Grouping Whisky Brands

By Wesley Satelis

April 9, 2022

In this post we will be using the unsupervised grouping method Partition Around Medoids (PAM), to create clusters of whisky brands based on ratings given by users of the website https://www.whiskybase.com/whiskies/brands. The PAM method is a variation of the widely known k-means, the main difference is that PAM uses observations in the dataset as cluster centroids, and k-means uses the cluster mean instead.

The original dataset has the following variables.

  • Brand: Whisky brand;
  • Country: Country of origin of the whisky;
  • Whiskies: Number of different whiskies;
  • Votes: Number of votes given to that brand;
  • Rating: (0-100) Rating given by a regular user to that whisky;
  • WB Ranking: (A - G) Ranking based on ratings given by specialists in whisky.

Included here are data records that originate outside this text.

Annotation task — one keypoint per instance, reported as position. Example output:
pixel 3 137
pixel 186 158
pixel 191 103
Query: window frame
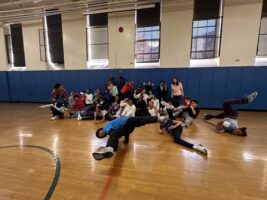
pixel 217 36
pixel 148 40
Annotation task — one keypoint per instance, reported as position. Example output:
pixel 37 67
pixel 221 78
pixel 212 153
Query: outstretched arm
pixel 219 127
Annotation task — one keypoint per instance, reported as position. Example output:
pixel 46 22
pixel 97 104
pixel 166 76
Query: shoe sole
pixel 100 156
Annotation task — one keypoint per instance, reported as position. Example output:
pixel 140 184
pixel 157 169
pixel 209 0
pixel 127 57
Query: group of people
pixel 127 108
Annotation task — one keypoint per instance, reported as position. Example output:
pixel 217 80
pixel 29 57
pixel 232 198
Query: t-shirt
pixel 230 124
pixel 102 113
pixel 115 124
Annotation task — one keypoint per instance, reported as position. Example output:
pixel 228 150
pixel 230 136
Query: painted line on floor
pixel 55 158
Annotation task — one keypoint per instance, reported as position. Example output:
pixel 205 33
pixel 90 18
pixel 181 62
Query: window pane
pixel 195 23
pixel 200 55
pixel 209 54
pixel 140 35
pixel 148 28
pixel 155 35
pixel 155 46
pixel 42 52
pixel 155 28
pixel 139 47
pixel 194 32
pixel 148 35
pixel 194 44
pixel 211 22
pixel 140 29
pixel 98 51
pixel 201 44
pixel 210 43
pixel 211 31
pixel 202 31
pixel 155 56
pixel 147 47
pixel 203 23
pixel 263 25
pixel 98 35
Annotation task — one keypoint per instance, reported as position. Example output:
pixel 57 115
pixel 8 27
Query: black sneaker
pixel 106 152
pixel 252 96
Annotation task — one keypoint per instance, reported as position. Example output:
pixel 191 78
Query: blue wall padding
pixel 209 85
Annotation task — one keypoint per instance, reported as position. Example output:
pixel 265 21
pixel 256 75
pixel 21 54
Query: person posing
pixel 175 129
pixel 117 128
pixel 177 92
pixel 229 116
pixel 59 94
pixel 189 112
pixel 162 90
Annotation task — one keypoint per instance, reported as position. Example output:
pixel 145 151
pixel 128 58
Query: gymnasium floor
pixel 151 166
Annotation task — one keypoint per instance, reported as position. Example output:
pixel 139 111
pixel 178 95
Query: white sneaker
pixel 185 125
pixel 252 96
pixel 201 149
pixel 55 117
pixel 79 117
pixel 104 152
pixel 163 118
pixel 166 105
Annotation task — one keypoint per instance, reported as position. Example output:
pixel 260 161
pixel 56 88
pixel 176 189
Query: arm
pixel 182 89
pixel 219 127
pixel 177 123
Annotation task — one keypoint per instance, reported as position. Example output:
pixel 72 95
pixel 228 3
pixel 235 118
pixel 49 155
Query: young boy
pixel 117 128
pixel 229 116
pixel 175 129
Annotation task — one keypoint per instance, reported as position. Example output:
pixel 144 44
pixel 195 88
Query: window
pixel 206 29
pixel 262 41
pixel 97 40
pixel 51 41
pixel 14 45
pixel 147 46
pixel 205 39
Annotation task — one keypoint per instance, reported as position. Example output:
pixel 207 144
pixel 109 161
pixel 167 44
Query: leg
pixel 218 116
pixel 176 133
pixel 112 145
pixel 139 121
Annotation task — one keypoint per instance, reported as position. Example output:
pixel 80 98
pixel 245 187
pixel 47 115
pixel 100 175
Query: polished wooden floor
pixel 150 167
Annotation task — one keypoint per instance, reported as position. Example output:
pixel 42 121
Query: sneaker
pixel 163 119
pixel 185 125
pixel 252 96
pixel 79 117
pixel 105 152
pixel 54 117
pixel 205 117
pixel 201 149
pixel 166 105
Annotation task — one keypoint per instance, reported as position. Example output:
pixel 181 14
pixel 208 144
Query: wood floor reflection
pixel 151 166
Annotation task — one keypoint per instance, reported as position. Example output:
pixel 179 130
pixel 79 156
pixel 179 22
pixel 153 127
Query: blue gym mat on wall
pixel 209 85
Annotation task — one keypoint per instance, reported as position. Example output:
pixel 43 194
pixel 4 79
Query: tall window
pixel 147 46
pixel 97 40
pixel 51 40
pixel 206 33
pixel 14 45
pixel 262 41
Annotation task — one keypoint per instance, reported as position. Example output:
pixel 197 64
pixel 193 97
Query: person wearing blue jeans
pixel 175 129
pixel 230 115
pixel 117 128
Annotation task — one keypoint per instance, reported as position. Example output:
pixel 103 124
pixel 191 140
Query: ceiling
pixel 28 9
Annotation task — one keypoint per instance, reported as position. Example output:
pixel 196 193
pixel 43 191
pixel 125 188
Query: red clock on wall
pixel 120 29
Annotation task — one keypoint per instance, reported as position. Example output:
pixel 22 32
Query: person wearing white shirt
pixel 129 110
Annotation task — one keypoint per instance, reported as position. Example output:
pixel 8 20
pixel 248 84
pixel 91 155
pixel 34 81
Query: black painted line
pixel 55 158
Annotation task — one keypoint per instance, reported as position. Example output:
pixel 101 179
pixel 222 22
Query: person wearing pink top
pixel 177 92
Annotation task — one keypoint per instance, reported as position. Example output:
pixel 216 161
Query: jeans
pixel 228 110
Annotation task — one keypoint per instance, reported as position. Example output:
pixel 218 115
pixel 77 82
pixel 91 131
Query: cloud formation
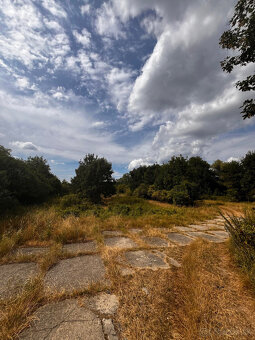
pixel 135 81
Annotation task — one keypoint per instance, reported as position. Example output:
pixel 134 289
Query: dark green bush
pixel 242 231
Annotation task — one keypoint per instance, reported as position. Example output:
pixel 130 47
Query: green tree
pixel 248 178
pixel 241 37
pixel 94 178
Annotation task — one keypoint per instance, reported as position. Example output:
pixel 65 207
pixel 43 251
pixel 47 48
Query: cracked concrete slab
pixel 112 233
pixel 145 259
pixel 199 227
pixel 180 239
pixel 14 276
pixel 75 274
pixel 103 303
pixel 155 241
pixel 205 236
pixel 184 228
pixel 31 251
pixel 80 247
pixel 220 233
pixel 120 242
pixel 135 230
pixel 109 329
pixel 65 320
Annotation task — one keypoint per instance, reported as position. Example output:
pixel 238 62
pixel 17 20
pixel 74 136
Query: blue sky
pixel 135 81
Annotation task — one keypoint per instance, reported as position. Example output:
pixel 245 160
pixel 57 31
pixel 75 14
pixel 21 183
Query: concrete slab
pixel 180 239
pixel 103 303
pixel 220 233
pixel 75 274
pixel 112 233
pixel 184 228
pixel 120 242
pixel 135 230
pixel 65 320
pixel 14 276
pixel 201 227
pixel 109 329
pixel 155 241
pixel 174 262
pixel 126 271
pixel 145 259
pixel 205 236
pixel 27 251
pixel 80 247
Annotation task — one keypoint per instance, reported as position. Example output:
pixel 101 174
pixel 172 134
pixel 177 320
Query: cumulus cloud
pixel 25 145
pixel 108 23
pixel 83 38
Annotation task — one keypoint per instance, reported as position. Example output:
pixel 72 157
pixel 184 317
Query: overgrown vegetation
pixel 182 181
pixel 242 230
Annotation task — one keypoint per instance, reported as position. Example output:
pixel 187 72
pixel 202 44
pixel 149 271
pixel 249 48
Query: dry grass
pixel 16 313
pixel 209 300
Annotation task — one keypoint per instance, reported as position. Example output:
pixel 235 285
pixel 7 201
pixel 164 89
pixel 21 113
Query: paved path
pixel 94 317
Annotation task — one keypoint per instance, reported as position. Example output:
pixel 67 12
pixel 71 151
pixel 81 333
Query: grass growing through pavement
pixel 47 225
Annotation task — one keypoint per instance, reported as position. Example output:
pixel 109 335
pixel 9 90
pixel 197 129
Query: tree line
pixel 180 180
pixel 184 180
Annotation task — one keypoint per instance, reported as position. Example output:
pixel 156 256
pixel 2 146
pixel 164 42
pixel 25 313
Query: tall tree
pixel 241 37
pixel 94 178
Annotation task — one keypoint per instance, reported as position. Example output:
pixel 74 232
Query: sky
pixel 134 81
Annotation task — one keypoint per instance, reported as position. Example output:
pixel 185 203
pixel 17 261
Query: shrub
pixel 242 231
pixel 141 191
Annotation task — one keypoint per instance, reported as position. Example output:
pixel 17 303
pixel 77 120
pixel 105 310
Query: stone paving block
pixel 109 329
pixel 179 238
pixel 174 262
pixel 199 227
pixel 31 251
pixel 146 259
pixel 103 303
pixel 184 228
pixel 205 236
pixel 112 233
pixel 14 276
pixel 220 233
pixel 155 241
pixel 65 320
pixel 80 247
pixel 135 230
pixel 75 273
pixel 120 242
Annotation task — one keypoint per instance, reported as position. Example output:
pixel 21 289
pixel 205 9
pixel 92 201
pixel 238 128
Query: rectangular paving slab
pixel 120 242
pixel 146 259
pixel 14 276
pixel 205 236
pixel 155 241
pixel 65 320
pixel 80 247
pixel 31 251
pixel 180 239
pixel 75 274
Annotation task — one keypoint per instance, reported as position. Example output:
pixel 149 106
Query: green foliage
pixel 242 231
pixel 180 195
pixel 141 191
pixel 94 178
pixel 25 182
pixel 241 37
pixel 73 204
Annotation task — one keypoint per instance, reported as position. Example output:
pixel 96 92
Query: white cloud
pixel 138 162
pixel 25 145
pixel 107 22
pixel 83 38
pixel 85 9
pixel 54 8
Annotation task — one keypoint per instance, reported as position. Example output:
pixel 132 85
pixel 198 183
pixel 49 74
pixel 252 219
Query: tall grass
pixel 242 231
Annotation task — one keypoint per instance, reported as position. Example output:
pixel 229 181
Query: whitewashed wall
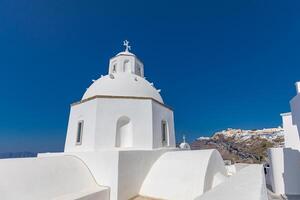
pixel 63 177
pixel 184 174
pixel 284 170
pixel 291 136
pixel 246 184
pixel 100 118
pixel 162 113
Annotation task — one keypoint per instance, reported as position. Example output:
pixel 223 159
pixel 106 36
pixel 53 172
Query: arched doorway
pixel 124 135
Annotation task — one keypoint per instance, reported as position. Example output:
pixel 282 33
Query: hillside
pixel 246 146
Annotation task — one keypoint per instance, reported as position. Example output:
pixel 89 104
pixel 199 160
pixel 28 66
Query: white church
pixel 284 171
pixel 121 145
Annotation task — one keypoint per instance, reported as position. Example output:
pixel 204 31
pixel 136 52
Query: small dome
pixel 125 53
pixel 185 146
pixel 122 84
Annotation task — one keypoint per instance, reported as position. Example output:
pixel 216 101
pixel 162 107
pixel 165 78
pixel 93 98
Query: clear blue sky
pixel 219 63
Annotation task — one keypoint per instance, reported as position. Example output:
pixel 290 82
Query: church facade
pixel 120 145
pixel 120 110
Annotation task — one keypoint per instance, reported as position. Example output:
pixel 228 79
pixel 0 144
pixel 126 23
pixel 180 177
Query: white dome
pixel 122 84
pixel 185 146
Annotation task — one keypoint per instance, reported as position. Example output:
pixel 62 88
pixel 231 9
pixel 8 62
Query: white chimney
pixel 298 87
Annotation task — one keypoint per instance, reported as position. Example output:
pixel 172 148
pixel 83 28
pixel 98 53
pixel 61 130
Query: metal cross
pixel 126 44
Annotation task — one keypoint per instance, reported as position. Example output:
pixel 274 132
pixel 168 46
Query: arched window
pixel 164 133
pixel 126 67
pixel 124 136
pixel 114 68
pixel 79 132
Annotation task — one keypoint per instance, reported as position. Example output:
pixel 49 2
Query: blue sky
pixel 219 63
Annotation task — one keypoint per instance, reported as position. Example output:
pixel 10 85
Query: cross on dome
pixel 126 44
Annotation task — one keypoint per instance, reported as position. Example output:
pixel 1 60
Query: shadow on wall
pixel 291 174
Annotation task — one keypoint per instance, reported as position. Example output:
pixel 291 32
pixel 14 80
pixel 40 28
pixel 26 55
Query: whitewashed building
pixel 284 176
pixel 121 144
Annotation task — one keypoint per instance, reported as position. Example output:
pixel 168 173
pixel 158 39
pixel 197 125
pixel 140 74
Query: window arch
pixel 164 133
pixel 126 67
pixel 114 68
pixel 124 135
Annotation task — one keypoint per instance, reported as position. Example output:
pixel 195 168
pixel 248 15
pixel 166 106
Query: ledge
pixel 120 97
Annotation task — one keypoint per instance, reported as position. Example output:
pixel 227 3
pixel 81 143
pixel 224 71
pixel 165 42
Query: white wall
pixel 100 118
pixel 87 112
pixel 246 184
pixel 122 171
pixel 133 168
pixel 184 174
pixel 47 178
pixel 284 170
pixel 295 109
pixel 162 113
pixel 291 136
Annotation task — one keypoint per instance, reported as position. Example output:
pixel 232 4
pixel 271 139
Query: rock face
pixel 246 146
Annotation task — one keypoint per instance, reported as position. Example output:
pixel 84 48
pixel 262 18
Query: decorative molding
pixel 120 97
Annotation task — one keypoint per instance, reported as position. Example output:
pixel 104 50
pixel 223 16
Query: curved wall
pixel 61 177
pixel 184 174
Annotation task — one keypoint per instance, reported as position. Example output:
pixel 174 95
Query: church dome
pixel 122 84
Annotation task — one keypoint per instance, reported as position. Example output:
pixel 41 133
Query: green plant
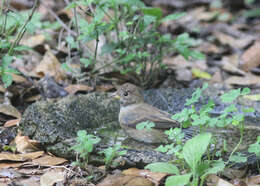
pixel 111 153
pixel 132 39
pixel 190 154
pixel 84 146
pixel 12 29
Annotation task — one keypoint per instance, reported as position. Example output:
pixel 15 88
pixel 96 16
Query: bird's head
pixel 128 94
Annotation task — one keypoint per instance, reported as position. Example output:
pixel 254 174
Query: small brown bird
pixel 133 110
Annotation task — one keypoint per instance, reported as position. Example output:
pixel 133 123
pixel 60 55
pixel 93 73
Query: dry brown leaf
pixel 33 40
pixel 33 98
pixel 18 78
pixel 12 157
pixel 216 78
pixel 207 47
pixel 2 89
pixel 251 57
pixel 155 177
pixel 72 89
pixel 217 181
pixel 10 111
pixel 10 123
pixel 126 180
pixel 230 64
pixel 51 66
pixel 24 144
pixel 53 176
pixel 183 74
pixel 10 165
pixel 104 88
pixel 253 180
pixel 10 173
pixel 176 62
pixel 20 157
pixel 47 160
pixel 245 81
pixel 233 42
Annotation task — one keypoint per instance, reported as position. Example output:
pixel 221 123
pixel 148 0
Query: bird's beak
pixel 115 95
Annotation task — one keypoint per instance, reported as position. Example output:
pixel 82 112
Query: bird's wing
pixel 145 112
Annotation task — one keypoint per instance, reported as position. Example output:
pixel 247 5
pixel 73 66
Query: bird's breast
pixel 128 114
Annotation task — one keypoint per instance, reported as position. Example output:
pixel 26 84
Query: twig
pixel 58 19
pixel 23 29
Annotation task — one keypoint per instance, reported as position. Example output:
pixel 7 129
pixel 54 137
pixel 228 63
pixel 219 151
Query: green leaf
pixel 22 48
pixel 245 91
pixel 248 110
pixel 201 74
pixel 163 167
pixel 239 158
pixel 197 55
pixel 7 79
pixel 85 61
pixel 252 13
pixel 155 12
pixel 230 96
pixel 195 148
pixel 145 125
pixel 108 48
pixel 216 167
pixel 255 147
pixel 173 16
pixel 179 180
pixel 254 97
pixel 71 5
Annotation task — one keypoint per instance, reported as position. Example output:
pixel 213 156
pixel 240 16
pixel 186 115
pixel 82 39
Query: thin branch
pixel 23 29
pixel 58 19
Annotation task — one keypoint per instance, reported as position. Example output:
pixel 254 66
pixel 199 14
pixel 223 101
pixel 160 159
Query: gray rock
pixel 55 124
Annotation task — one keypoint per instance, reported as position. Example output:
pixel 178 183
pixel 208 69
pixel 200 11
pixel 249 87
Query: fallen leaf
pixel 126 180
pixel 200 74
pixel 155 177
pixel 33 98
pixel 72 89
pixel 10 165
pixel 24 144
pixel 216 78
pixel 207 47
pixel 18 78
pixel 51 66
pixel 20 157
pixel 10 123
pixel 251 57
pixel 253 180
pixel 230 64
pixel 104 88
pixel 33 40
pixel 183 74
pixel 47 160
pixel 10 173
pixel 2 89
pixel 53 176
pixel 217 181
pixel 235 43
pixel 176 62
pixel 245 81
pixel 10 111
pixel 253 97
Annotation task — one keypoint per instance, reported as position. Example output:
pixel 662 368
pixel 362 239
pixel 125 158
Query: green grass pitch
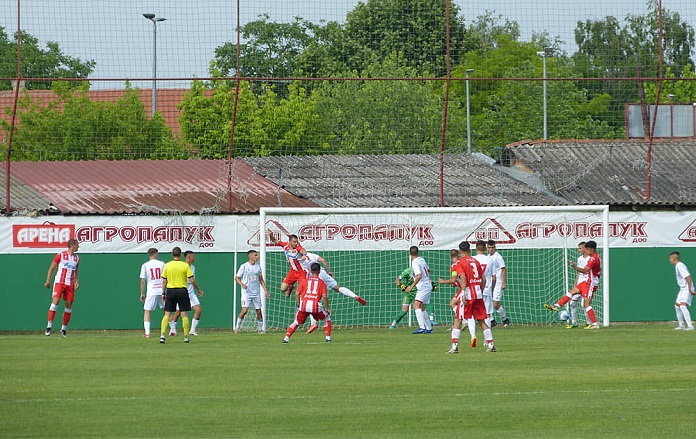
pixel 624 381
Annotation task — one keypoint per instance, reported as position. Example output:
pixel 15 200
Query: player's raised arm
pixel 51 270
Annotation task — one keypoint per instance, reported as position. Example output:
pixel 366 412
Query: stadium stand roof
pixel 612 172
pixel 22 194
pixel 144 186
pixel 400 181
pixel 167 101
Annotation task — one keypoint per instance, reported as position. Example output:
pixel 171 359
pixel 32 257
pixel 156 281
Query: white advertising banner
pixel 208 233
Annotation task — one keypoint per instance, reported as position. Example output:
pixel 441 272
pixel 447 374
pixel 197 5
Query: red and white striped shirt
pixel 293 255
pixel 310 298
pixel 67 268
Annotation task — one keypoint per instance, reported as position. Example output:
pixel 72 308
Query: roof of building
pixel 150 186
pixel 167 101
pixel 21 194
pixel 398 181
pixel 613 172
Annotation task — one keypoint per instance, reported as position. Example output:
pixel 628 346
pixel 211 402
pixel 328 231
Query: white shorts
pixel 193 298
pixel 684 296
pixel 423 296
pixel 328 280
pixel 488 300
pixel 152 302
pixel 253 302
pixel 498 294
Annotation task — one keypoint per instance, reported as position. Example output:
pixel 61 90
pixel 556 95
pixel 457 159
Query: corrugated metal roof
pixel 614 172
pixel 23 198
pixel 152 186
pixel 397 181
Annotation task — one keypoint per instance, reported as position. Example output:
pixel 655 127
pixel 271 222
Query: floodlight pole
pixel 468 113
pixel 154 21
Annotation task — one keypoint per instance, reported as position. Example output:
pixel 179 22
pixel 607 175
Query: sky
pixel 116 35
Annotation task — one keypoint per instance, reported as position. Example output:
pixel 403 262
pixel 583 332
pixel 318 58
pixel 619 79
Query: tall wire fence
pixel 229 79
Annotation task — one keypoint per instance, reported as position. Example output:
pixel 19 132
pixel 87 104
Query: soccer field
pixel 623 381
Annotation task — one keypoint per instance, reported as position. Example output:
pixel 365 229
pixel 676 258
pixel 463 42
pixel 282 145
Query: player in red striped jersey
pixel 293 252
pixel 65 264
pixel 312 299
pixel 587 284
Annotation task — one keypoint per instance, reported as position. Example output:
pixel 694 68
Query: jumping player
pixel 64 285
pixel 421 281
pixel 501 282
pixel 310 297
pixel 250 278
pixel 686 292
pixel 151 275
pixel 293 252
pixel 325 274
pixel 587 287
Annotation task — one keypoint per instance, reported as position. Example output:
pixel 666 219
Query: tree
pixel 72 127
pixel 38 63
pixel 392 117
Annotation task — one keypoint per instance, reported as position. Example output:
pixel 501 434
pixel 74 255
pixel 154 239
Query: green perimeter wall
pixel 643 288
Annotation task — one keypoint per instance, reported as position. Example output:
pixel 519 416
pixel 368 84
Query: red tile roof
pixel 152 186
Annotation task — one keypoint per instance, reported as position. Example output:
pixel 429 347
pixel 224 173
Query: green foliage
pixel 73 127
pixel 50 62
pixel 266 123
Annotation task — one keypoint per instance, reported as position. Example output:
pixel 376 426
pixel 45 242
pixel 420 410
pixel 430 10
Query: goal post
pixel 367 248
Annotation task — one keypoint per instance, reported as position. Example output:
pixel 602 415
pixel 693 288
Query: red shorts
pixel 294 276
pixel 67 292
pixel 475 308
pixel 301 316
pixel 586 291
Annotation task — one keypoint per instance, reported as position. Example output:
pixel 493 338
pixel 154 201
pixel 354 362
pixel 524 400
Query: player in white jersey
pixel 424 286
pixel 250 278
pixel 325 274
pixel 65 264
pixel 499 289
pixel 686 292
pixel 151 276
pixel 194 294
pixel 490 270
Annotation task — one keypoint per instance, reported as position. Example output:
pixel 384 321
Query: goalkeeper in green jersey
pixel 403 281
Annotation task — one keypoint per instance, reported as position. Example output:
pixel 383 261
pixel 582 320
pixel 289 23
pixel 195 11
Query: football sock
pixel 346 292
pixel 67 313
pixel 687 315
pixel 426 321
pixel 400 316
pixel 574 310
pixel 164 324
pixel 419 318
pixel 472 327
pixel 187 325
pixel 591 315
pixel 291 329
pixel 455 337
pixel 680 316
pixel 51 314
pixel 488 335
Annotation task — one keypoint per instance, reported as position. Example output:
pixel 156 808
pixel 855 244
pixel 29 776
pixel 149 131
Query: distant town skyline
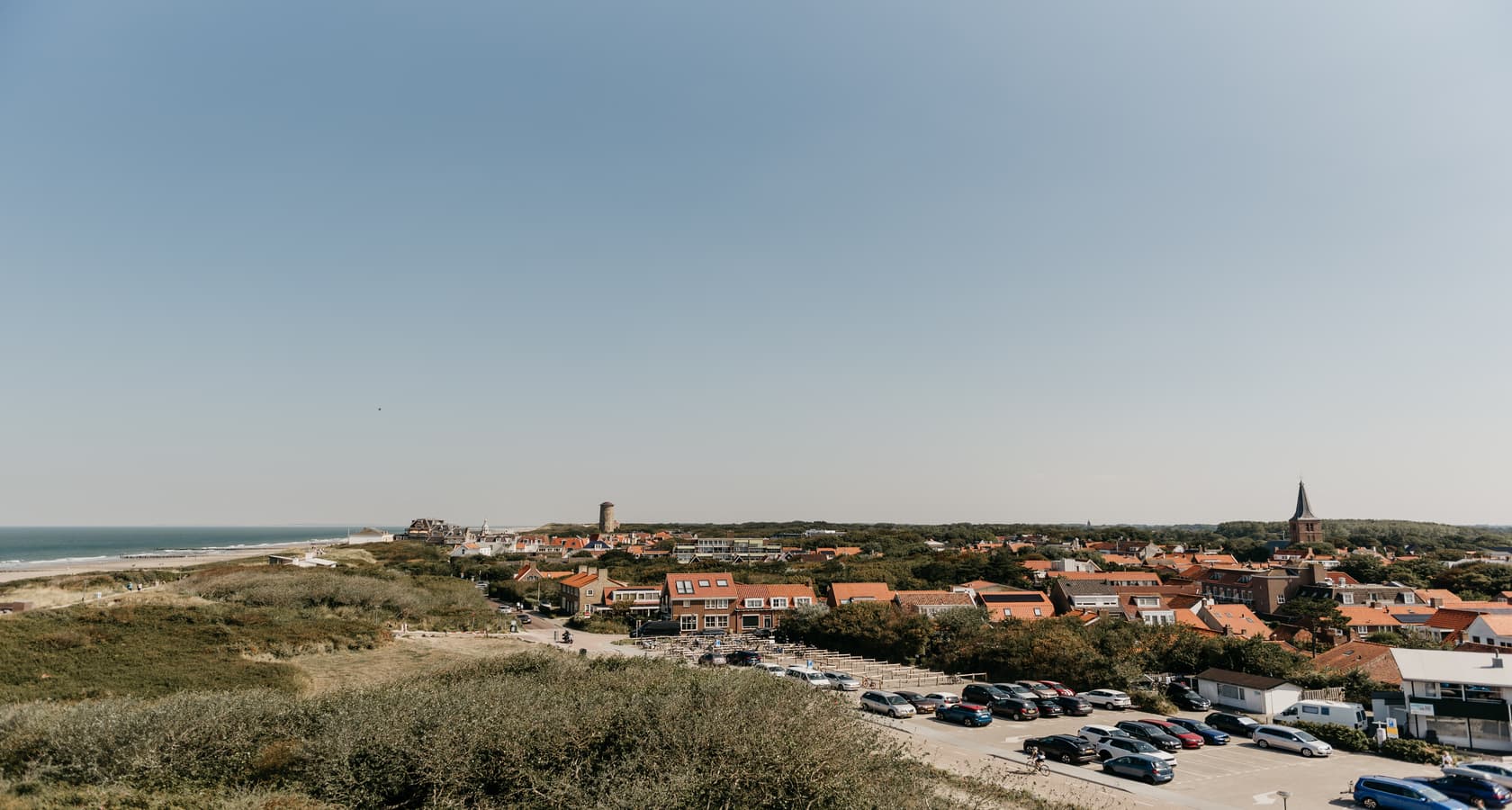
pixel 856 262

The following table shows how many whisky brand each country has, I chose to discard countries with less than 10 whisky brands since those wouldn’t yield very interesting results.

Country Number of whisky brands
Scotland 3670
United States 1421
Germany 401
Ireland 322
Canada 161
Japan 130
France 118
Switzerland 106
United Kingdom 86
Australia 82
Austria 76
Netherlands 55
Sweden 41
Belgium 30
India 28
Denmark 24
New Zealand 22
Czech Republic 17
Spain 13
Taiwan 10